Archive for May 27th, 2008

Playtest Lessons

2008 May 27

Played Black & Gaunt last week at SGBoston. It was pretty fun for all involved, but the system didn’t quite support us as much as I’d like. I really wanted to evoke that zombie movie effect where the main characters are herded into an increasingly smaller space by a growing army of the dead, and that just doesn’t happen with the rules currently.

Talking with Eric and April over falafel afterwards, one of them suggested that it would make a lot more sense if the zombies could actually occupy an increasing amount of territory on the board. So you’d have an increasing number of zombie tokens that would grow and mark out locations that the zombies had taken over. Characters in those locations would be guaranteed to be attacked, but characters could avoid the zombies by sticking to unoccupied locations (where they would presumably still be fighting amongst themselves).

Another thing I wanted was for the major locations in the game to be further subdivided into smaller locations to do the “room by room” affect that happens with zombies and even in the Aliens movies. So, on the new map that I just worked up, the major locations also have blown-up outlines for you to draw individual rooms on and add basements and subbasements. Once it matters, then, where particular individuals are within a specific location, you subdivide that location on a zoomed in map. This may be something worth porting back to Geiger Counter in general.

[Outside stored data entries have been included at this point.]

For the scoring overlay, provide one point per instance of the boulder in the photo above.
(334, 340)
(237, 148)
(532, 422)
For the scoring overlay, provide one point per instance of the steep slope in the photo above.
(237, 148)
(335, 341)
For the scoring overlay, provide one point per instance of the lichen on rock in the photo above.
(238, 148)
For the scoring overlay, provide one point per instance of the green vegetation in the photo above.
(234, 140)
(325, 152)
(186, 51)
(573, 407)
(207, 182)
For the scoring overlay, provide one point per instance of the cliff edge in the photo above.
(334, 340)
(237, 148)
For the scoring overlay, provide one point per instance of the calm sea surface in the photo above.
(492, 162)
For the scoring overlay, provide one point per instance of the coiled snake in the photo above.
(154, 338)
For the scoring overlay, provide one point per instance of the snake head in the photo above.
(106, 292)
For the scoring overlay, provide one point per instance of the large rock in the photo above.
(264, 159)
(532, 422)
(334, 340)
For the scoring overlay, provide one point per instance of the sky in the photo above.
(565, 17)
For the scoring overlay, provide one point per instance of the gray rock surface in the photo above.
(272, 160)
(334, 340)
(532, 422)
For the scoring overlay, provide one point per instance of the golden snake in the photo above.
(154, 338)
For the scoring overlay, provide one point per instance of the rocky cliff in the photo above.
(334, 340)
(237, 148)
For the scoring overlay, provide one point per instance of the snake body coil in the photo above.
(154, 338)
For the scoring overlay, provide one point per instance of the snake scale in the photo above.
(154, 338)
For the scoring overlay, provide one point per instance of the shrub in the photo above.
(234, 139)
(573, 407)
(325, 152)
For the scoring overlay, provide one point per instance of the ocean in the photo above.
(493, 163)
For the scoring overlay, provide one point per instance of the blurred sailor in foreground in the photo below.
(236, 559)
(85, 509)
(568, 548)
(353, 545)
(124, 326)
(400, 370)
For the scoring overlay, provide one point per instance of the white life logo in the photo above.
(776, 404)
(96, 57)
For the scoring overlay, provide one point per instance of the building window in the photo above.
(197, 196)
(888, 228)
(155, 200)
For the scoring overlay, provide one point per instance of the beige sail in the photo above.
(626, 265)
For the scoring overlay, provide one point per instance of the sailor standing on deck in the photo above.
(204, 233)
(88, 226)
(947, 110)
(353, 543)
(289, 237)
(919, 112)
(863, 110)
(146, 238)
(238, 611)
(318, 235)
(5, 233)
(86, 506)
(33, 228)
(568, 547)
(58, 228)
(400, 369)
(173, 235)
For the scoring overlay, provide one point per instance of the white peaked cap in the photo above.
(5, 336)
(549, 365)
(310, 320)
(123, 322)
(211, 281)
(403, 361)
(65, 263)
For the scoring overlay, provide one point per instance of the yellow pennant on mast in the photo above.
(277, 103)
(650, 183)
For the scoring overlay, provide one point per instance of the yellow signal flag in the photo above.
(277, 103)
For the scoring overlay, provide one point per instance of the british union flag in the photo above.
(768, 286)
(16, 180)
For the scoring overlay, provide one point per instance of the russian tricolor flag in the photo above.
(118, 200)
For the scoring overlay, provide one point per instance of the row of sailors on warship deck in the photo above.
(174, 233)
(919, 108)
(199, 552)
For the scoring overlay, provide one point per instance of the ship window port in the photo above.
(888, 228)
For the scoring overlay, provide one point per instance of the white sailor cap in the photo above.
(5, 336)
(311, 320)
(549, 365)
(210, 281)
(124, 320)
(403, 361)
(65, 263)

Not 100% sure this is how I want the map to go, but it’s a step in the right direction:

Nathan and Paul Weigh In

2008 May 27

Local recluse Nathan Paoletta has weighed in on one of the major issues current occupying indie roleplaying’s awkward adolescence: dealing with how mechanics actually get implemented in play, instead of narrowly looking at how they might work in an abstract, ideal case. Folks have brought this up before, but this seems to be a popular topic recently.

Nathan’s comments remind me of what Paul Tevis was saying over on Cultures of Play, that he was slowly coming to realize that there’s a number of things that we like about roleplaying that can’t (or maybe just shouldn’t) be the focus of mechanics. This relates to earlier conversations about the “fruitful void” a bit, but is also the sign of something new. It’ll be interesting to watch how different people choose to react to this growing concern, both in play and in publishing.